Staging 15 years later
Multi-stage Programming with Explicit annotations, or staging for short, is an approach to giving the programmer control over evaluation order. Staging was introduced in 1997 in a paper by Tim Sheard, my PhD advisor, and myself. Significant activity by numerous researches followed. Many view staging as a way of improving program performance. While technically very true, there is an important reason why this can be a misleading characterization. To address this problem, this talk briefly reviews staging, describes some important lessons learned about staging, and suggests some promising directions for future work.

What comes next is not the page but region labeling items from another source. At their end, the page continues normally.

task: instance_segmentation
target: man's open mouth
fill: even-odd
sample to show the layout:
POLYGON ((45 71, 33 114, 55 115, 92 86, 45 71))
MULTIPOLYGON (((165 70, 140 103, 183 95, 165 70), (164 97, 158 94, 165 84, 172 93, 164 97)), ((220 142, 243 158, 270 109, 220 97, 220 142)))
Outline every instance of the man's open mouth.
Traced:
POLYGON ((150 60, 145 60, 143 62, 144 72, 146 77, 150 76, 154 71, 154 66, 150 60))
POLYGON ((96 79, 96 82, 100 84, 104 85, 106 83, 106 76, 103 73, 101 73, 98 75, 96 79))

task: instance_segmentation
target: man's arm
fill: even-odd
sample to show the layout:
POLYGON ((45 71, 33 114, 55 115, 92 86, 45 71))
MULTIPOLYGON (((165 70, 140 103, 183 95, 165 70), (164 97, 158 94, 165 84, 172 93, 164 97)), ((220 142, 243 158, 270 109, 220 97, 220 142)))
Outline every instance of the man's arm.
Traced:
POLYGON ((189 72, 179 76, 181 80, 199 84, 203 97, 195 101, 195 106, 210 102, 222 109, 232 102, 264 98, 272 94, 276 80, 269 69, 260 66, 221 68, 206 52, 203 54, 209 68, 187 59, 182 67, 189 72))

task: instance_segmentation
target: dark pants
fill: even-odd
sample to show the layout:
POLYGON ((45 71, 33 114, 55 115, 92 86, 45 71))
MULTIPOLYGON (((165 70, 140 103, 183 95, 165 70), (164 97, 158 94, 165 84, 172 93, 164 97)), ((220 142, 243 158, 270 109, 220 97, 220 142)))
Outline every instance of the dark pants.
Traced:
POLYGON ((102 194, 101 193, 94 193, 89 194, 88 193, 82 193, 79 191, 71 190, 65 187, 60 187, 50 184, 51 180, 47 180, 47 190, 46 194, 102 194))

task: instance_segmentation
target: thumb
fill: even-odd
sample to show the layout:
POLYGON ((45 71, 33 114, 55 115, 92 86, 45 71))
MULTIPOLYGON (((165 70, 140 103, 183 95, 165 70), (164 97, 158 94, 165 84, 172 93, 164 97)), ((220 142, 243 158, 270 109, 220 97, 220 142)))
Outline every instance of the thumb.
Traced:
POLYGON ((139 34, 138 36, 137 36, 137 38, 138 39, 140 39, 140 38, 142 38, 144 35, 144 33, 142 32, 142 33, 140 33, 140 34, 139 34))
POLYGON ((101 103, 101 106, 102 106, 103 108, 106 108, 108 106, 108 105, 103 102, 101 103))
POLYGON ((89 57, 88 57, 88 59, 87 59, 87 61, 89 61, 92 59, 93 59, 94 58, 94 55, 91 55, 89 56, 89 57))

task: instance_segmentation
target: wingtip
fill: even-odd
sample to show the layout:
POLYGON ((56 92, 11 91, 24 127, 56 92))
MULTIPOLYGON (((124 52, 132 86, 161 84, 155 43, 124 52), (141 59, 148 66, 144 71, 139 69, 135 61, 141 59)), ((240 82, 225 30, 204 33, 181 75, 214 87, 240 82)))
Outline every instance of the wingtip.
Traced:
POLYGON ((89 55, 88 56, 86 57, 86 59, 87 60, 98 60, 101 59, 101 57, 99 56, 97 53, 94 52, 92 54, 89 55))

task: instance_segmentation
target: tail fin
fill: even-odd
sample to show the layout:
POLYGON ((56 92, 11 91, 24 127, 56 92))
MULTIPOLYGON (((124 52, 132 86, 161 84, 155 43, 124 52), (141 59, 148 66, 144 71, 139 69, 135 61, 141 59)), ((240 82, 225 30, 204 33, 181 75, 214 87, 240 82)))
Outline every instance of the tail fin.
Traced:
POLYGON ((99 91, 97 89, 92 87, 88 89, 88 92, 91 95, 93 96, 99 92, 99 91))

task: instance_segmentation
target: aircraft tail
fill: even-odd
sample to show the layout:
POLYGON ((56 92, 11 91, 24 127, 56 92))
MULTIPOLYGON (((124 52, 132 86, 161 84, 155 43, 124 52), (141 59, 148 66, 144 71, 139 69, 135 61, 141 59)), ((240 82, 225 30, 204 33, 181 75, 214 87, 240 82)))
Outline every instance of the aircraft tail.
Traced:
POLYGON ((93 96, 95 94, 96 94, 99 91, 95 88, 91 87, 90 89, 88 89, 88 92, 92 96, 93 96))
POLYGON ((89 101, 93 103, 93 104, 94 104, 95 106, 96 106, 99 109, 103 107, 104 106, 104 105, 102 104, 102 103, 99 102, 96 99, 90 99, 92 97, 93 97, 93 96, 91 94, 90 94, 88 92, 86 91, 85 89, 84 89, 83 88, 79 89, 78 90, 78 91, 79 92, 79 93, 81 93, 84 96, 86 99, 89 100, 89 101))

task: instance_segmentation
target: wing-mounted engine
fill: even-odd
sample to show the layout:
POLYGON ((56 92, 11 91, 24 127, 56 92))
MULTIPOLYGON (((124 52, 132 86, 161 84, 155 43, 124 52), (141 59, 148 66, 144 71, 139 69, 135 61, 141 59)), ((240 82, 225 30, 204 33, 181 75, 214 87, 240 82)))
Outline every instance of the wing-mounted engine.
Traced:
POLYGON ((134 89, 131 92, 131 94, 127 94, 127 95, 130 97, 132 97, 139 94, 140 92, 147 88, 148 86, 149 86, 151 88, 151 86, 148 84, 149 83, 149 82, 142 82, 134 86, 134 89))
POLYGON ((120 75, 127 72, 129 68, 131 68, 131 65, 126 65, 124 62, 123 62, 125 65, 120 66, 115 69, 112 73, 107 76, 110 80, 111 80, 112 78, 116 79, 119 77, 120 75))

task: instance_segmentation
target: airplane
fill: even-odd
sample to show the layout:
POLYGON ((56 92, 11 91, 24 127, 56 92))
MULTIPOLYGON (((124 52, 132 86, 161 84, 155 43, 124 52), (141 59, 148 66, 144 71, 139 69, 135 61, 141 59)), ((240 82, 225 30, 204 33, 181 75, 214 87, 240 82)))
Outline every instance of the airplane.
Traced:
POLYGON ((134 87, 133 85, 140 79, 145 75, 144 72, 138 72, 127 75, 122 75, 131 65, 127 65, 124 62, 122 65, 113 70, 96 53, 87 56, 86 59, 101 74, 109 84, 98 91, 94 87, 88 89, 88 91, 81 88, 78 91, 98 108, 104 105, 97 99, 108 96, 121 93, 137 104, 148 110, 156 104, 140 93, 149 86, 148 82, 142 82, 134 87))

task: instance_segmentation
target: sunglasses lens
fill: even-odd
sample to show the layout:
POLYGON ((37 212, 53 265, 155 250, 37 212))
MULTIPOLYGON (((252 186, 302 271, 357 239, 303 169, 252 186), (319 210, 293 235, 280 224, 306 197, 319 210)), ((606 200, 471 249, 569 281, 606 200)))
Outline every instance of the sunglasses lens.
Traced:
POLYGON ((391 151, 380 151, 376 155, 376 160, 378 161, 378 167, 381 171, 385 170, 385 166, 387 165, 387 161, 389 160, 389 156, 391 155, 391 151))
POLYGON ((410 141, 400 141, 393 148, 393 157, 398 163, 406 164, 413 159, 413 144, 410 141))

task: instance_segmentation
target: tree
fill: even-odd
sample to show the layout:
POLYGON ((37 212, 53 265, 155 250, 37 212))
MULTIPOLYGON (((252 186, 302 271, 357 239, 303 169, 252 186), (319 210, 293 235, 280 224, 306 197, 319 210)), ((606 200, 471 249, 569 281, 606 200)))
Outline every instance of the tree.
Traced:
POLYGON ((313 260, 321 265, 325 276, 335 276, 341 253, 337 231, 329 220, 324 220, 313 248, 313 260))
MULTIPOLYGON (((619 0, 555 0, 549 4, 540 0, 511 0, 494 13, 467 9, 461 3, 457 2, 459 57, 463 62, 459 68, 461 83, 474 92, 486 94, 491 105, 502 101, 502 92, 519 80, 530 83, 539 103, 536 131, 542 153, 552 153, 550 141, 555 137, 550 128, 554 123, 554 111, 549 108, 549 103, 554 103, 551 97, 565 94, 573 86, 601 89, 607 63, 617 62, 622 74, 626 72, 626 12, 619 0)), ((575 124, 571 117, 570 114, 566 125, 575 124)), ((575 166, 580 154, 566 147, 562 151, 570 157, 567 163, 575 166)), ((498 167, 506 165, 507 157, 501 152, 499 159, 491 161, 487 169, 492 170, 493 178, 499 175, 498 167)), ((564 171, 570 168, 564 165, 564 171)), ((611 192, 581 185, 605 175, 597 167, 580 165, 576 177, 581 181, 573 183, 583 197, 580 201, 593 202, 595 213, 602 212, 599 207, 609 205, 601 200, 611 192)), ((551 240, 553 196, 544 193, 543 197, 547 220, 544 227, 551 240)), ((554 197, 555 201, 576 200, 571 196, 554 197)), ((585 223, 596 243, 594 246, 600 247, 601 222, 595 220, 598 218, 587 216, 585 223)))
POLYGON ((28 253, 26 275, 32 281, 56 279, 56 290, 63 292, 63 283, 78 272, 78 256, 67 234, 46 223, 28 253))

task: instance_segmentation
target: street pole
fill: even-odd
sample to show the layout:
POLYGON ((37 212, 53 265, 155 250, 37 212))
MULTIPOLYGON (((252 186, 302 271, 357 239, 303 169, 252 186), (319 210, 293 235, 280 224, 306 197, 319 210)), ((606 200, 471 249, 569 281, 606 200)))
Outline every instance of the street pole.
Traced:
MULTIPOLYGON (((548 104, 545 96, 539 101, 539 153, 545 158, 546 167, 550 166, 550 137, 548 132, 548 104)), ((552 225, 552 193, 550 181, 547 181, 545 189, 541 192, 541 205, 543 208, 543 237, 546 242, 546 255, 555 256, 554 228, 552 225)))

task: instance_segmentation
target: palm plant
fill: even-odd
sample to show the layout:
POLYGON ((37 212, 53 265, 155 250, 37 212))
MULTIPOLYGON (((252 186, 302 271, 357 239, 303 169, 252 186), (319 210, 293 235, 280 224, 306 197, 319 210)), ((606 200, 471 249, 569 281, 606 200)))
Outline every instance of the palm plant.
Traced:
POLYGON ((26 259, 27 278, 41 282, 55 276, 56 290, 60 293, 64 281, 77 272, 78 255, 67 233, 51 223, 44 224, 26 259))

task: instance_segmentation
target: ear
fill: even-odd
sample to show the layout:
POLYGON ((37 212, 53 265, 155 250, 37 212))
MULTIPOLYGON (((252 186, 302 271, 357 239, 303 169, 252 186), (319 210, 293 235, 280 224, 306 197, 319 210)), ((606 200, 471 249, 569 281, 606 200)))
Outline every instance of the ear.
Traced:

Performance Tuning for High Performance Computing Applications
In this talk, basic performance tuning techniques for high performance computing (HPC) applications will be presented. Many HPC applications work well when the data sets fit into the cache. However, when the problem size exceeds the cache size, the performance of these applications decreases dramatically. The key issue in the implementation of HPC applications is minimizing the number of cache misses. Vectorization and parallelization are also important to achieve high performance on multi-core processors that have short vector SIMD instructions. Some performance results will be also presented.